Дома ему внушили: самое стыдное – красть. Просить – тоже очень стыдно. Но воровать – хуже!
И вот он идет воровать...
Дождался, когда девчонки ушли в красный уголок смотреть телевизор. Владик донес: у них в палате осталась лишь одна лежачая. Она – слева от двери, в дальнем углу. Надо пробраться так, чтобы не заметила...
Клюшку она услышит – пришлось оставить. Коклета помог ему выйти в коридор. Дальше Скрип передвигается, опираясь о стенку. Поли следят. Шажок за шажком – к девчоночьей палате. Вот, наконец, дверь. Опустился на четвереньки, лег ничком. Нужно вползти на животе: лежачая не увидит со своей койки.
Тихонечко приотворил дверь. Слабо светит единственная лампочка. Он ползет под ближнюю кровать. Тумбочка. Конфет здесь нет... Дальше, дальше. И тут пусто. Вдруг какая-нибудь девчонка припрется? Он зажмурился от ужаса. Но еще страшнее, если он вернется без конфет...
И в этой тумбочке нет их! Скорее к следующей... Нету.
Он открыл дверцу – коробка! На ней нарисована ваза, полная шоколадных конфет, – в венке из алых, белых, желтых цветов. Пусто? Нет! Коробка тяжела! Ее даже не открывали.
Взять и... скорее же!
Украсть целую коробку... полную коробку... Он не смеет. Дрожит, весь трясется. Спеша надрывает бумагу, поддевает ногтями картон. Взял одну конфету. Вторую. Хватит! Теперь прочь...
А к двери ползет лежачая. Она услыхала, как он возится, слезла с койки. До двери доберется раньше его.

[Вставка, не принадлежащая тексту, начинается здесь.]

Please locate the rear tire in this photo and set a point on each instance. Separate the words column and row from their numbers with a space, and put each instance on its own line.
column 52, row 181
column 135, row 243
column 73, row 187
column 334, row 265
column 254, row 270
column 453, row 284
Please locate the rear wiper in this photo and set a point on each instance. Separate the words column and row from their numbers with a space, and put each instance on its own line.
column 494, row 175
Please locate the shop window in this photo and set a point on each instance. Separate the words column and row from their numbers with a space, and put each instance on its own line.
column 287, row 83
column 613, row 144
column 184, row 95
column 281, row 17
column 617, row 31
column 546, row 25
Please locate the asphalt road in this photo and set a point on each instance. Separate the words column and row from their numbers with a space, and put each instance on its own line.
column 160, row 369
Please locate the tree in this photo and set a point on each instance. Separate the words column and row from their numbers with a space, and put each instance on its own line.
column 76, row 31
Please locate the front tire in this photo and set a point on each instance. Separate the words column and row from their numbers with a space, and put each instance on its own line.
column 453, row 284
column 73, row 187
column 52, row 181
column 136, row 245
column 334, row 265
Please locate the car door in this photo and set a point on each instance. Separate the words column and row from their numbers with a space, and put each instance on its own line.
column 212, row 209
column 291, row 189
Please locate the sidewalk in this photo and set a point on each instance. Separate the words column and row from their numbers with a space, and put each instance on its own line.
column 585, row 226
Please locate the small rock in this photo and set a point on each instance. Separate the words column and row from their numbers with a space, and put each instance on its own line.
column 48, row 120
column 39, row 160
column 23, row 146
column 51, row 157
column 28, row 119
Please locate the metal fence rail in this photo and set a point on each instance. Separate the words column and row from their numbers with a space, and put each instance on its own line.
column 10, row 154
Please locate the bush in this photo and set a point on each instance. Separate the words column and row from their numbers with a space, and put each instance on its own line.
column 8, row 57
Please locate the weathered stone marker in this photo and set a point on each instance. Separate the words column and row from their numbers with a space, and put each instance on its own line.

– Ты не выйдешь! Сюда! Девочки, сюда!!
* * *
Он скрючился на полу – оглохнуть-ослепнуть-окостенеть! Прижался ртом к руке – грызет ее. Втянул голову в плечи. А они шумно топочут вокруг, стучат костылями.
– Жулик! Жулик! Во-ор!
Пару раз шлепнули его, ткнули клюшкой. Уж больно жалок, чтобы бить по-настоящему. Вдруг одна кричит:
– Давайте его разденем!
– Разденем, ха-ха-ха!!! – как все обрадовались.
Схватили за ворот, потянули за ноги – распрямить его, чтобы удобнее было раздевать. Он подогнул коленки к подбородку, обнял их изо всей силы. А девчонки тормошат, цап за руки – разводят в стороны. Выпрямляют ноги...
Взмолиться-взмолиться-умолить: пусть лупят сколько охота! он сам будет лупить себя! разобьет об пол нос!..
Только бы оставили в штанах.
Без штанов при девчонках – о-оо!
Молить их – а голоса нет. Он лишь судорожно икает.
...Они с хохотом сдернули с него рубаху, майку. Тянут портки. Он вцепился в материю. Рванули так, что обломались ногти...
Он вжимается лицом в пол до того, что кончик носа свернулся набок. Держать трусы, держать! Ему сдавили запястья, разгибают пальцы. Ширк – кончено.
– Ха-ха-ха! – залились на все голоса. Девчонки!
Он совсем-совсем голый – при девчонках!
Радостно топчутся. Он притиснул к вискам кулаки. На затылок что-то мягко упало. Его трусы бросили ему на башку. Девчонка запела:
Я лежу у речки,
Солнышко блестит,
Спинку мою гладит,
Попку золотит.
– Хо-хо-хо! Хи-хи-хи! – сколько хохоту, визгу. Сколько топота. С каким восторгом хлопают в ладоши. – Попку-золотит-попку-золотит-попку-золотит!
– А ну – перестаньте!
Он крутнулся от этого голоса. Раскатиться – и об стенку! Вдребезги! Чтоб и пятна не осталось.
– Конфеты – мои! Я ему отдаю. Всю коробку.
* * *
Он лежит на боку, надевает трусы. О-оо, как это долго! Левую ногу нужно сгибать рукой, приподнимать... Девчонки смотрят. И Ийка...
Теперь – портки. Правая нога влезла в ту же штанину, куда он всунул левую. У-ууу! Он гримасничает, дергает штаны, торопится. И нет конца... Девчонки глядят.
И Ийка...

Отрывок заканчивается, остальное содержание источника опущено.